Traveling Wave Tubes (TWTs) are critical components in high-power microwave systems. Their operational reliability and lifespan prediction accuracy directly impact equipment maintenance strategy formulation and operational safety. Addressing challenges in TWT lifespan prediction under complex operating conditions, including data scarcity, nonlinear degradation patterns, and cross-model generalization difficulties, this study proposes a novel transfer learning framework based on Gated Recurrent Units (GRU) and domain adaptation. Integrating data-driven approaches with physical mechanisms, we developed a preprocessing method incorporating Interquartile Range (IQR) denoising and physically interpretable interpolation. We also constructed a lightweight GRU transfer architecture featuring parameter-selective migration through layer importance analysis.
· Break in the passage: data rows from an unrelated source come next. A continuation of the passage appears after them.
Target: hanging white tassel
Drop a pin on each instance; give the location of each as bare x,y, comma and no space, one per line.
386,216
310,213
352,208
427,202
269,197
Experimental results on K-band TH4816 and Ka-band TH4626 TWT datasets demonstrate the model achieves high-precision prediction with only partial parameter fine-tuning during transfer, achieving a MAPE of 0.01%. The transferred model predicts a lifespan of 24.67 years for the TH4626 TWT. For engineering applications, this approach meets real-time processing requirements in embedded systems through transfer learningbased parameter adjustment, providing a reliable technical solution for predictive maintenance.
Migration learning based fast prediction algorithm for traveling wave tube lifetime
Lubin Yu,Junxiong Zhao,Canming Hu,Fangfang Song,Bin Han,Peng Zhao,Tieyang Wang
Published 2025 in 2025 11th International Conference on Mechanical Engineering, Materials and Automation Technology (MMEAT)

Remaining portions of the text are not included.